Macroom (Co. Cork / West)
Macroom (Maigh Chromtha –‘crooked plain’ or ‘meeting place of followers of the god Crom’, referring to druids) (pop. 3000), an attractive market town set amidst scenic surroundings on the River Sullane, principal tributary of the River Lee, likes to call itself “the capital of mid-Cork” and “the town that never reared a fool“. Natives of the town are called Macrompians.
Macroom has colourful streets lined with traditional shopfronts; (Photo by Postdif).
The Briary Gap Cultural Centre, a concert and drama venue, screens interesting films regularly.
There are several good pubs and eateries in Macroom, notably MacCarthy’s Restaurant & Antique Shop and the Muesli Café.
Accomodation facilities range from the centrally located Lee Valley Hotel (popular for wedding receptions, with a nightclub often used for stag / hen parties) and the family-run Castle Hotel to numerous B&Bs.
Macroom’s main square, lined by houses dating from c.1750 and imaginatively called The Square, is filled with colourful stalls every Tuesday for the weekly Farmers’ Market.
Macroom Castle, attributed by some to Prince John, was probably built by the Carews c.1206, and was occupied for several centuries by members of the Flynn and MacCarthy clans. (Photo – www.tripadvisor.ie)
The castle was taken on 10th May 1650 at the Battle of Macroom, when a Royalist force led by David Roche was utterly routed by a Parliamentarian force under Roger Boyle, Baron Broghill; five or six hundred Irish soldiers were killed, including the prisoners Boyle had taken, except for the Castle’s nominal defender, Archbishop Boetus McEgan, who died heroically the next day at Carrigadrohid.
The castle was granted to Admiral Penn, father of William Penn, who spent part of his childhood here, and later passed via the Hollow Sword Blade Company into the hands of the Bernard family of Bandon.
By the early C20th the castle was in the ownership of the glamorous Olivia, Lady Ardilaun (née White), sister of the last Earl of Bantry, who married Arthur Edward Guinness MP, heir of the brewing family. When Macroom Castle was burnt (for the fourth time) in 1922, Lady Ardilaun gave the remains to the Irish people.
The gaunt ruin was mostly demolished in 1966 for safety reasons. The most impressive view of the almost intact west front of the keep is from the Sullane Bridge at the western end of town.

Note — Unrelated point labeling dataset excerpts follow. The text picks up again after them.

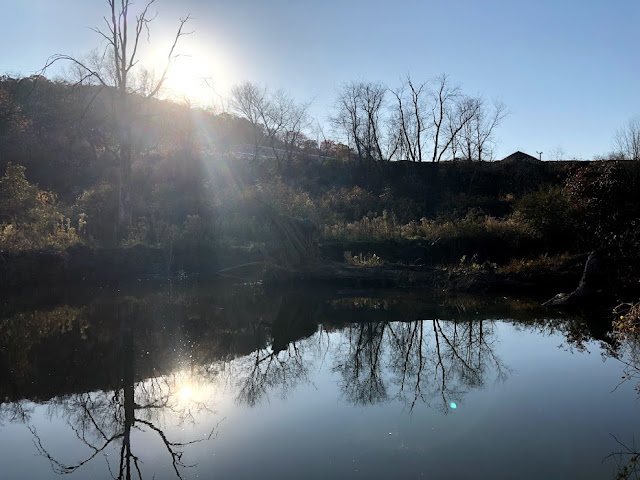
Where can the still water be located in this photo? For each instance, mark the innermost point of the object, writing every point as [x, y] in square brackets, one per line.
[219, 381]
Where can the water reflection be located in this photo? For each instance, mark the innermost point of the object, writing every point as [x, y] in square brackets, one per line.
[124, 371]
[423, 360]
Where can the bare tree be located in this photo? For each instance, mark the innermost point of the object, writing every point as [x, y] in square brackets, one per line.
[115, 69]
[277, 118]
[627, 139]
[360, 116]
[411, 117]
[476, 137]
[436, 114]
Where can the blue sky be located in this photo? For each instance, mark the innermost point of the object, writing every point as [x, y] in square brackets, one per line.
[569, 71]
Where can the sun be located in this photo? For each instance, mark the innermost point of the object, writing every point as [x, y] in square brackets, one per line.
[195, 78]
[190, 80]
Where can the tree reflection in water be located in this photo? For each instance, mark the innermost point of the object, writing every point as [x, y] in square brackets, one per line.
[101, 420]
[426, 359]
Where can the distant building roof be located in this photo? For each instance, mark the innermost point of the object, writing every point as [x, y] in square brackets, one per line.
[520, 157]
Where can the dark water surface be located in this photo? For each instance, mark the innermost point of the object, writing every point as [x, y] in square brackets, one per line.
[219, 381]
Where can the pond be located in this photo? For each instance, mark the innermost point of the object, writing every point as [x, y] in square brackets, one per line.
[229, 381]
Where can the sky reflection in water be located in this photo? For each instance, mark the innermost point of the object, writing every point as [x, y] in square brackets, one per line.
[237, 384]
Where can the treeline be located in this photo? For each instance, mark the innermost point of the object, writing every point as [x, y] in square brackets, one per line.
[200, 180]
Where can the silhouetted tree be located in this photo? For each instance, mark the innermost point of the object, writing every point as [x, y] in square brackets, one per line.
[116, 69]
[627, 139]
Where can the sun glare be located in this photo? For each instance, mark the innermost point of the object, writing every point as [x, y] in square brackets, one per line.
[191, 78]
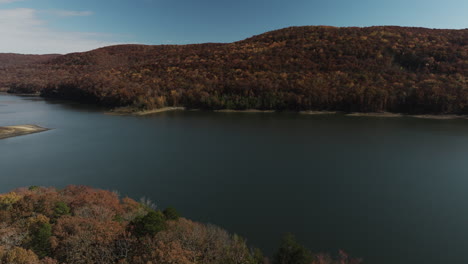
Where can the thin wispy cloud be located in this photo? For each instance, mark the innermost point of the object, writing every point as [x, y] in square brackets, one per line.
[9, 1]
[23, 31]
[69, 13]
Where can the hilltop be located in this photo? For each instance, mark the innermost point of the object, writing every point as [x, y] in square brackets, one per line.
[373, 69]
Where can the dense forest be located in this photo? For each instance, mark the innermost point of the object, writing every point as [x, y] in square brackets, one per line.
[373, 69]
[81, 225]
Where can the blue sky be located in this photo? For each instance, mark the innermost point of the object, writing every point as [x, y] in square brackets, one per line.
[61, 26]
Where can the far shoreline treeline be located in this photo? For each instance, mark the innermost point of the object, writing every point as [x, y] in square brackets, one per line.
[79, 224]
[375, 69]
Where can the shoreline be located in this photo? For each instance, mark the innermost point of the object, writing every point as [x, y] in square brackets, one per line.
[243, 111]
[426, 116]
[131, 112]
[21, 130]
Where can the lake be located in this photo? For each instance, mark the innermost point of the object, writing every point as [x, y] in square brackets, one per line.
[389, 190]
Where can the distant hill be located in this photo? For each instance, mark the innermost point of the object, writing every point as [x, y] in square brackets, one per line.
[373, 69]
[12, 59]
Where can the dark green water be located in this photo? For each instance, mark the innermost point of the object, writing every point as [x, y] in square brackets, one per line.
[390, 190]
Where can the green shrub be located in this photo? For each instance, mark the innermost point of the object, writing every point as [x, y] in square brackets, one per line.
[40, 239]
[150, 224]
[171, 213]
[291, 252]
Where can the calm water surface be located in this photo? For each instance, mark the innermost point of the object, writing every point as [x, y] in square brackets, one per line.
[390, 190]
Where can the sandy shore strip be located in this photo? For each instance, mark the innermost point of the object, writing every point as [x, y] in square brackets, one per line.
[244, 111]
[441, 117]
[130, 111]
[383, 114]
[318, 112]
[14, 131]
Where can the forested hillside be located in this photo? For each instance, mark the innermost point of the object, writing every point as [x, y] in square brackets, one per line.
[374, 69]
[81, 225]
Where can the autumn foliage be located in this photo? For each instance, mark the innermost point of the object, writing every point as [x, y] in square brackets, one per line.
[396, 69]
[83, 225]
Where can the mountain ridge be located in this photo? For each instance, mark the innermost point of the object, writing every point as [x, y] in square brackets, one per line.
[372, 69]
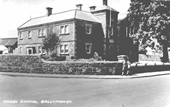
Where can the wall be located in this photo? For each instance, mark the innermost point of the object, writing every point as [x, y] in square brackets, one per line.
[96, 38]
[36, 41]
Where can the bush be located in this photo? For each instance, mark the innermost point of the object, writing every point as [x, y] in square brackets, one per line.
[34, 64]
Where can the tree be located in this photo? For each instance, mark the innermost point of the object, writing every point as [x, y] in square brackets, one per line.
[50, 43]
[150, 21]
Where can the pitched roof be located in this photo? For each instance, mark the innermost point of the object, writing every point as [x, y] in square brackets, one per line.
[105, 7]
[71, 14]
[8, 41]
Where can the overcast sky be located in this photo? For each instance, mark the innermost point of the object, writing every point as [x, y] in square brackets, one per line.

The Castle Arch admits walkers to large demesne parklands, featuring beautiful riverside walks among mature oak and beech trees. Unfortunately, there is also a golf course.
From 1919 to 1921, Macroom was the County Cork base of the British Auxiliary Division, 17 members of which were killed by the local IRA under Tom Barry at the Kilmichael Ambush, which took place in the townland of that name, just south of the River Lee, on 28th November 1920; a description compiled from various sources can be read here. British reprisals were savage.
The former Church of Ireland edifice on Castle St. is derelict; there is some talk of restoration as a civic amenity. The atmospheric churchyard contains several interesting graves (Photo by Richard Fensome).
The Museum housed in the former Rectory has a collection of West Cork Hooded Cloaks, the normal rgional female attire within living memory.
Macroom has hosted major musical events ranging from the formerly annual Mountain Dew Rock Festival, which tended towards the Heavy Metal end of the spectrum (I attended twice in the late 1970s and enjoyed Whitesnake immensely) to more recent Country & Western stomps.
There are many Holy Wells, churches and other sites associated with visionaries and healers in the area.
Carrigastya, north of the town, is the location of a Famine Graveyard where paupers who died in Macroom’s Workhouse were buried; it was still in use as recently as 1937.
The Weirs is a local beauty spot about a mile from the centre of Macroom on the River Sullane, which flows eastwards to meet the River Lee at Two Mile Bridge.
Bealick / Bealach Leachta (“Stone Crossing”), at the confluence of the Rivers Sullane and Laney, is the site of Leacht Mahon, a large (ugly!) monolith, one of three stones raised to commemorate an important victory by Brian Boru in 978 AD against a mixed army of Norsemen and O’Mahony clansmen under their chieftain Maolmuidh, who had killed Brian Boru’s elder brother Mahon, king of Munster. It has been described as one of the “fiercest engagements ever fought in Muskerry“. Fulfilling a curse, Maolmuidh was buried under a harsh wind on the north side of the hill where the sun never shines.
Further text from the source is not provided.